Panelists came together from different parts of the country to stimulate public discourse on the issues faced by undocumented immigrants yesterday at the Graduate Student Lounge in the Rutgers Student Center on the College Avenue campus.


Technology helped bring together organizers from the Immigrant Youth Justice League in Chicago and two other professors for a panel to stimulate public discourse on issues faced by undocumented immigrants.

Technology Without Borders is a university-wide series hosted by Dr. Ariana Mangual Figueroa, assistant professor at the Graduate School of Education. This year, the series focuses on citizenship and responsibility.

For the first time, the series used a hybrid panel with videoconferencing technology. This connected the panelists in New Brunswick to organizers from the Immigrant Youth Justice League in Chicago, Professor Dr. Roberto G. Gonzales at the University of Chicago and Professor Carola Suárez-Orozco at the University of California

Yesterday’s panel at the Graduate School of Education brought social science scholars, undocumented youth and activists together to discuss two key issues — the various definitions of citizenship circulating in social science research and in public discourse and the impact of educational and immigration policies on undocumented youth and their families.

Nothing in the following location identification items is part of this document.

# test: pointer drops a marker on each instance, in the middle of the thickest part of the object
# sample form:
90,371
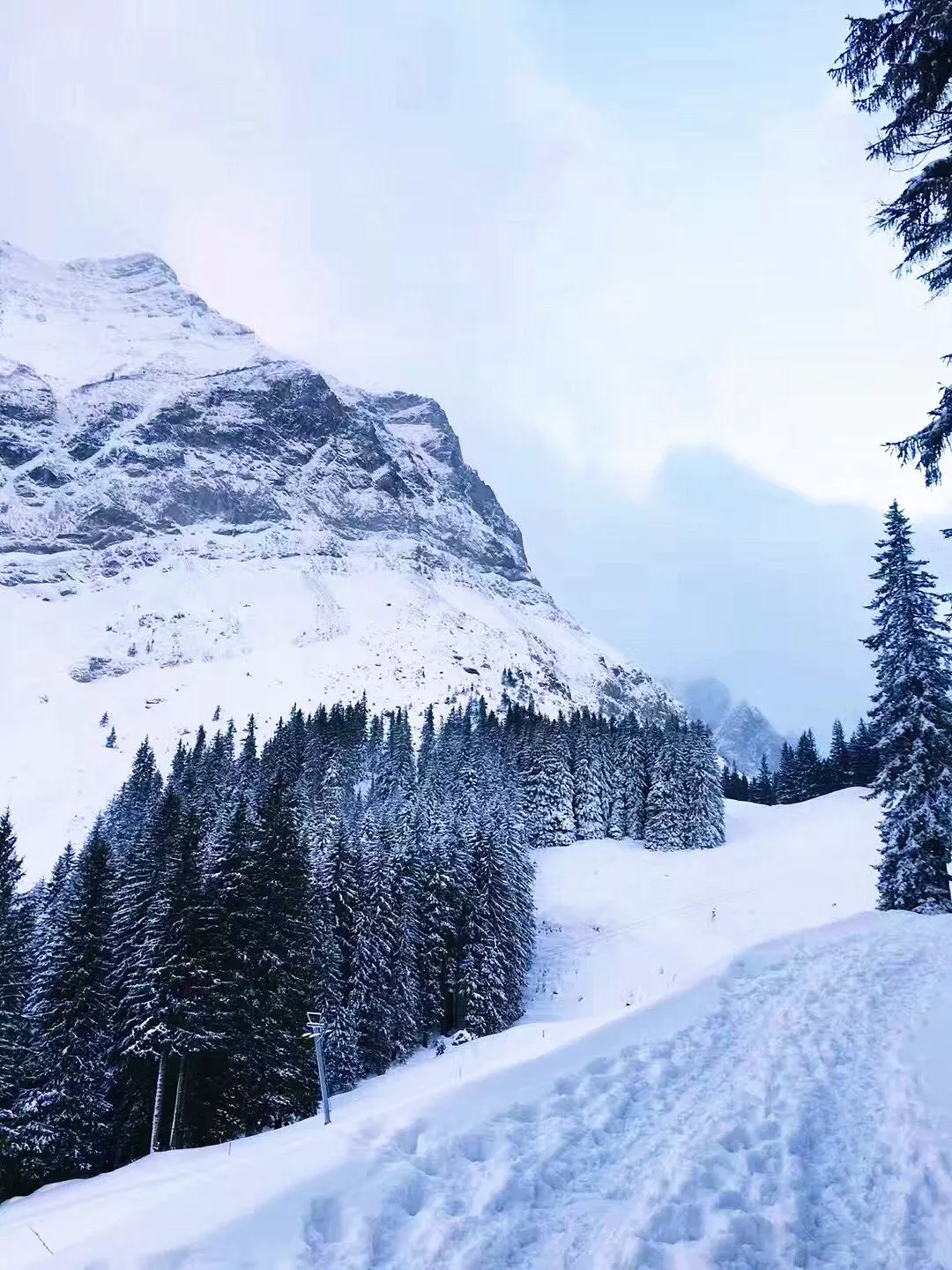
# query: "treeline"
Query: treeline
153,990
804,773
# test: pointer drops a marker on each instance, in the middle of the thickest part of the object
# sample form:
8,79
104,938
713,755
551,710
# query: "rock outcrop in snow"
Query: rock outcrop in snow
140,429
743,733
185,511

“The speakers [discussed] the significance of citizenship and how they advocate for the rights of mixed-status families and undocumented youth,” Figueroa said.

Figueroa said during her research on children of undocumented immigrants in Pennsylvania, she learned that citizenship represents a legal status to undocumented families with children born in the United States.

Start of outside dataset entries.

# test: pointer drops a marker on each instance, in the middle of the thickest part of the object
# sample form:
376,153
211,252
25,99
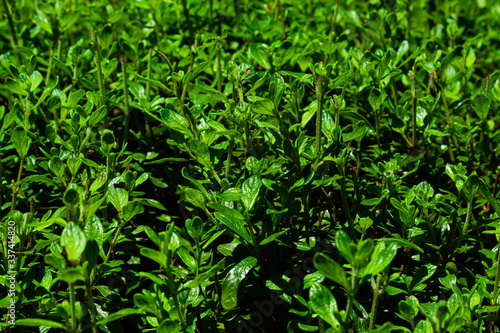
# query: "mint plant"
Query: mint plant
246,166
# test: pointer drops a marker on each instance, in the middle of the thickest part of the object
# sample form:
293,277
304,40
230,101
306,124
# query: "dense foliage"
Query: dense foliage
249,166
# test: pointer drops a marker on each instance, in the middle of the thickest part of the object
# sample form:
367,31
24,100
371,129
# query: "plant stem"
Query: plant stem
497,281
148,85
229,156
100,78
125,100
411,75
373,312
112,244
319,113
72,304
343,193
90,300
282,21
218,48
334,19
12,30
170,278
467,218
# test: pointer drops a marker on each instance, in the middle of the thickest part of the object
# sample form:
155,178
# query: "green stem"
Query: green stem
377,129
497,278
229,156
170,278
125,101
319,111
100,77
148,85
72,304
218,47
90,300
411,75
373,312
12,30
112,244
343,193
467,218
334,19
282,21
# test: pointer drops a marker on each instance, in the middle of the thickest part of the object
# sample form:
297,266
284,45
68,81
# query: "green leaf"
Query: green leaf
41,19
237,226
471,186
15,87
381,258
71,275
263,107
117,315
118,197
146,303
74,164
206,276
154,255
35,322
258,53
132,209
365,249
487,194
215,94
56,166
324,304
97,116
271,238
169,326
107,140
73,240
94,230
175,121
200,151
481,105
194,227
229,212
195,197
69,20
54,261
99,181
72,198
331,269
250,188
450,57
402,242
232,281
345,246
21,141
35,79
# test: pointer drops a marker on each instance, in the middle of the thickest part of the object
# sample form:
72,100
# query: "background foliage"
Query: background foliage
248,166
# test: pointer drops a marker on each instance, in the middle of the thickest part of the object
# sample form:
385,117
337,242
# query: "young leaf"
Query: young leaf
131,209
73,240
21,141
331,269
251,188
233,280
324,304
118,197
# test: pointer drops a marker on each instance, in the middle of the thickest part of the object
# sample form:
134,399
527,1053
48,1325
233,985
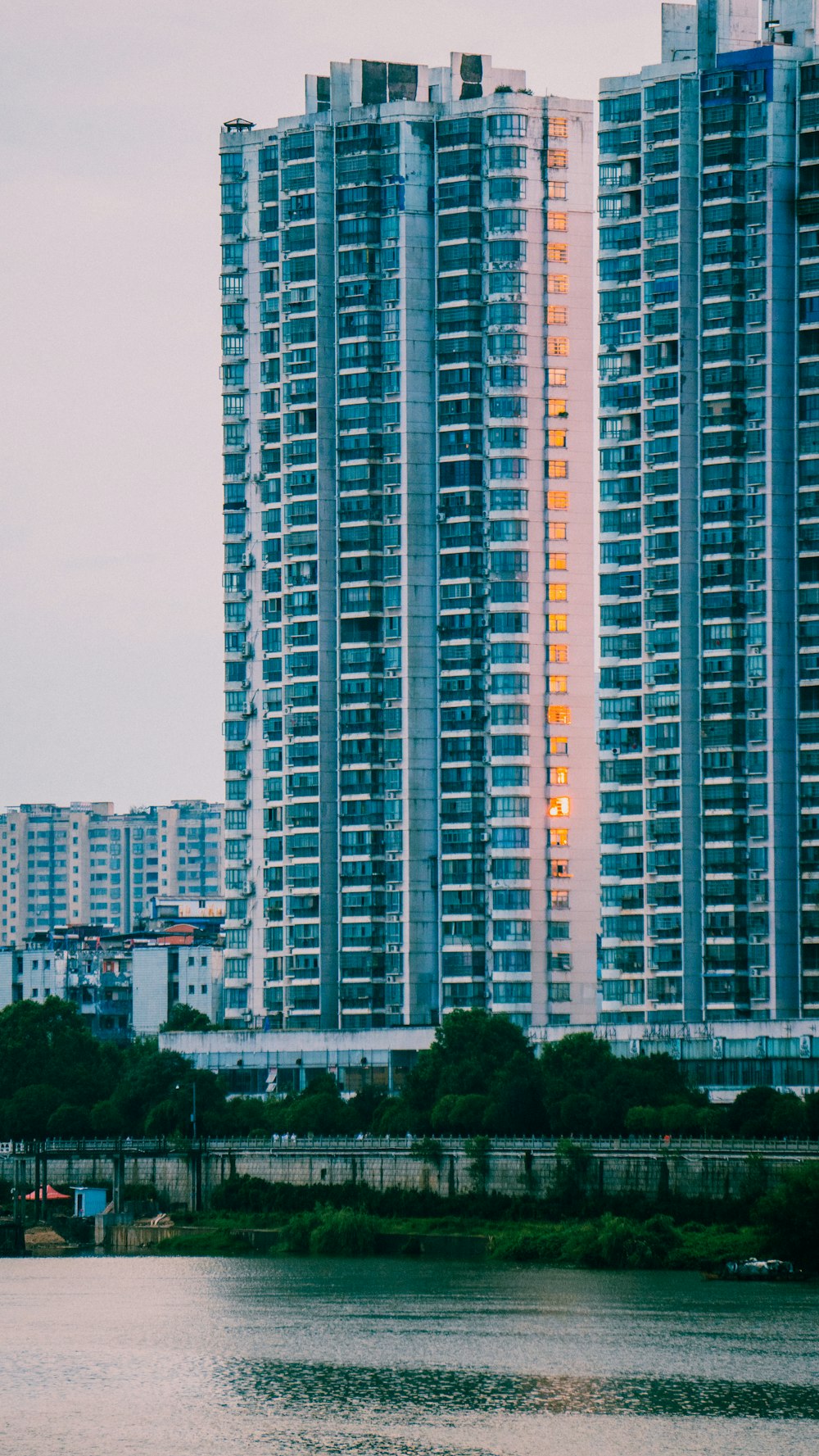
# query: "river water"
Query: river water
380,1358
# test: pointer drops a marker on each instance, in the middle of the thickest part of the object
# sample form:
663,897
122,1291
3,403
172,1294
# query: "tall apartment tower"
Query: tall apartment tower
408,504
708,522
86,865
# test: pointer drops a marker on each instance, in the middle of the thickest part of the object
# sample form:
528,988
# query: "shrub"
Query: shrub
344,1232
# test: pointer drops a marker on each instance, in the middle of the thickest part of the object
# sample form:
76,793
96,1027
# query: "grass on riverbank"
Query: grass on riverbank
603,1242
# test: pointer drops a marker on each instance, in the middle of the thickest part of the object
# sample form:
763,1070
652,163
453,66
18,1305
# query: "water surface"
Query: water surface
378,1358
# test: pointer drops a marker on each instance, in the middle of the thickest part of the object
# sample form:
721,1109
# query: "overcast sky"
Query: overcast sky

Some children’s report cards graded students for citizenship, based on their participation and behavior. But their undocumented parents did not understand why the word citizenship was used in that context

Out of fear, the undocumented parents did not form relationships with their children’s teachers and became disinterested in their children’s life at school, Figueroa said.

Living as an undocumented citizen does not have the same implications that are portrayed in the media and political rhetoric, Suárez-Orozco said.

“Not just simple black and white, legal and illegal” shesaid.

All children, documented or undocumented, have the right to an education, she said, but access to higher education exists in this grey area.

When applying to college, undocumented students do not have access to federal or state aid, Suárez-Orozco said. They are classified as international students, and must pay three to seven more for tuition compared to legal residents.

Gonzales said even with a degree, people’s legal statuses can prevents employers from hiring them.

He said legislation needs to change so more people can have access to educational resources, but the pressure on the state from undocumented students and activists brings this vision closer to reality.

Giancarlo Tello, an undocumented University student from Rutgers-Newark, also spoke at the event.

He is a member of New Jersey DREAM Act Coalition, a statewide organization run by youths who advocate for issues affecting immigrants in New Jersey and organize groups and individuals to help pass the Development, Relief, and Education for Alien Minors Act and its in-state counterparts.

In New Jersey, undocumented students cannot receive in-state tuition, but with the help and persistence of the New Jersey Dream Act Coalition, they hope to pass two bills regarding in-state tuition, said Marisol Conte-Hernandez, cofounder of the coalition.

Hernandez said change must happen at a state level first before reaching a national level.